ASF RTC Data Package (GAMMA)
============================

This folder contains radiometric terrain corrected (RTC) products and their associated files. This data was processed by the ASF DAAC using the HyP3 RTC GAMMA plugin version [HYP3_VER] and GAMMA software release [GAMMA_VER]. They are projected to [PCS], and the pixel spacing is [SPACING] m.

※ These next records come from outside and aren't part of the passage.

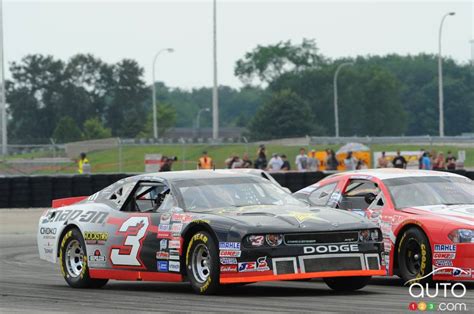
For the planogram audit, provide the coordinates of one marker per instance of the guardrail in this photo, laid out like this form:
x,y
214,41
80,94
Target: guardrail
x,y
39,191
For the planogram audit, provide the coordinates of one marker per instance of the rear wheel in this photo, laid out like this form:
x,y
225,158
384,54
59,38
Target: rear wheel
x,y
347,283
414,255
73,262
202,263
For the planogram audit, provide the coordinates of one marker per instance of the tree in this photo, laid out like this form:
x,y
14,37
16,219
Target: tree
x,y
66,131
284,115
94,129
270,62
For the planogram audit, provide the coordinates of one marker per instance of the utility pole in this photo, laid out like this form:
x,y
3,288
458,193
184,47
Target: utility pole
x,y
3,104
440,77
215,97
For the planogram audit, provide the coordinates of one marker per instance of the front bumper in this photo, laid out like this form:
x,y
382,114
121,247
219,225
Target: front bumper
x,y
303,262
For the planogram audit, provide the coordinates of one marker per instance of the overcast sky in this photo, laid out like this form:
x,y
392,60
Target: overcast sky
x,y
113,30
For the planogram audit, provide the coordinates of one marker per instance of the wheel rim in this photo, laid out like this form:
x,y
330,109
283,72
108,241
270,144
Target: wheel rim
x,y
200,263
74,258
413,257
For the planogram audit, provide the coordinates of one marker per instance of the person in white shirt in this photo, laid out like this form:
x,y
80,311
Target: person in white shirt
x,y
302,160
275,163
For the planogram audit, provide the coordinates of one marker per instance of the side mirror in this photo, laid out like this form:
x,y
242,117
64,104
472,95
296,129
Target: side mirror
x,y
369,198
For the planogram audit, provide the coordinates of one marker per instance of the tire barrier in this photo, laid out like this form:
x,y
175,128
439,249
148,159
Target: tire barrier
x,y
39,191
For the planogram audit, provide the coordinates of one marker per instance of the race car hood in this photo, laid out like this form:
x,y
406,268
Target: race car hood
x,y
452,213
293,218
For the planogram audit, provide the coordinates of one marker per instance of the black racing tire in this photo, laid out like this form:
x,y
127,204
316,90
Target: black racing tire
x,y
347,283
202,263
414,256
73,262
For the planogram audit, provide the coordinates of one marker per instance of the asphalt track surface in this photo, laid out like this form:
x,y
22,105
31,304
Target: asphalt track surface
x,y
28,284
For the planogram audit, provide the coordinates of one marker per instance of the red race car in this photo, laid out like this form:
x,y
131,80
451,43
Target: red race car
x,y
427,217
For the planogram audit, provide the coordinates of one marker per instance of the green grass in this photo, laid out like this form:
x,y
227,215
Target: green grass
x,y
133,156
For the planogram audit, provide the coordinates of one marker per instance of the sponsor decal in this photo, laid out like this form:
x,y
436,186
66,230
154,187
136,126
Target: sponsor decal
x,y
163,227
260,265
48,230
445,248
163,234
163,244
95,237
228,260
443,262
80,215
462,272
228,268
162,255
257,240
181,217
174,255
322,249
231,253
174,266
165,218
162,266
444,255
229,245
176,228
446,292
174,244
97,259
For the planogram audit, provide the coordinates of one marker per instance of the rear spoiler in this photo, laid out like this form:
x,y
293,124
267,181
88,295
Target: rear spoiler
x,y
60,202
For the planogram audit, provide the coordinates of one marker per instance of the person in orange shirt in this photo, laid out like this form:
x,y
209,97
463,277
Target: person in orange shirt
x,y
205,162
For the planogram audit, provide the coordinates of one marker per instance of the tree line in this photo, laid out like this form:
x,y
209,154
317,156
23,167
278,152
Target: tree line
x,y
288,91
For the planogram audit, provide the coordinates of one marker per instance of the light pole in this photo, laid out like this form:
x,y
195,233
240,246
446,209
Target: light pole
x,y
215,96
198,118
153,91
3,104
336,110
440,77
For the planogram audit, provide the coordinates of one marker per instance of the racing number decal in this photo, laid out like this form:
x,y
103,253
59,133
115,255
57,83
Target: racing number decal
x,y
127,255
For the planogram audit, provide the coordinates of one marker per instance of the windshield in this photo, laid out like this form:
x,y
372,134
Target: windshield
x,y
205,194
426,191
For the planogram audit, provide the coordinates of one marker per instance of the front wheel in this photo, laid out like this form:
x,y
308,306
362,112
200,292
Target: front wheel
x,y
347,283
73,262
202,263
414,255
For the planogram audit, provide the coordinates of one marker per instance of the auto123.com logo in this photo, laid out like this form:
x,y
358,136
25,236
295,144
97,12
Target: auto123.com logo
x,y
441,290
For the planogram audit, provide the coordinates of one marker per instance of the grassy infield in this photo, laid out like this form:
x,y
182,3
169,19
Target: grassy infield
x,y
133,156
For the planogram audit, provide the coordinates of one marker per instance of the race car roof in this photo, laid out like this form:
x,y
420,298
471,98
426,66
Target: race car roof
x,y
392,173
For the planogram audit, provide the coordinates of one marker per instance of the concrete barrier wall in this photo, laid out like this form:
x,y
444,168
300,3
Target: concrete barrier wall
x,y
39,191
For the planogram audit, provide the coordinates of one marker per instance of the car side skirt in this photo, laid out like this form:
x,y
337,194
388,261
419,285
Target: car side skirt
x,y
343,273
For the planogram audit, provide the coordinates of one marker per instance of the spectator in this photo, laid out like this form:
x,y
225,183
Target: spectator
x,y
420,159
399,161
313,162
450,161
167,163
246,162
261,161
350,162
426,161
286,164
382,162
205,162
83,165
237,162
302,160
275,163
439,163
331,161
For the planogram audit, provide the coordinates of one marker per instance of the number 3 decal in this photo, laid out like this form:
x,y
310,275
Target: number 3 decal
x,y
127,255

Processing Date/Time: [DATE] [TIME] UTC

The folder and each of its contents all share the same base name, using the following convention:
```
S1x_yy_aaaaaaaaTbbbbbb_ppo_RTCzz_G_defklm_ssss
x:          Sentinel-1 Mission (A or B)
yy:         Beam Mode
aaaaaaaa:   Start Date of Acquisition (YYYYMMDD)
bbbbbb:     Start Time of Acquisition (HHMMSS)
pp:         Polarization
o:          Orbit Type: Precise (P), Restituted (R), or Original Predicted (O)
zz:         Terrain Correction Resolution
d:          Gamma-0 (g) or Sigma-0 (s) Output
e:          Power (p) or Amplitude (a) Output
f:          Unmasked (u) or Water Masked (w)
k:          Not Filtered (n) or Filtered (f)
l:          Entire Area (e) or Clipped Area (c)
m:          Dead Reckoning (d) or DEM Matching (m)
ssss:       Product ID
```

The source granule used to generate the products contained in this folder is:
[GRAN_NAME]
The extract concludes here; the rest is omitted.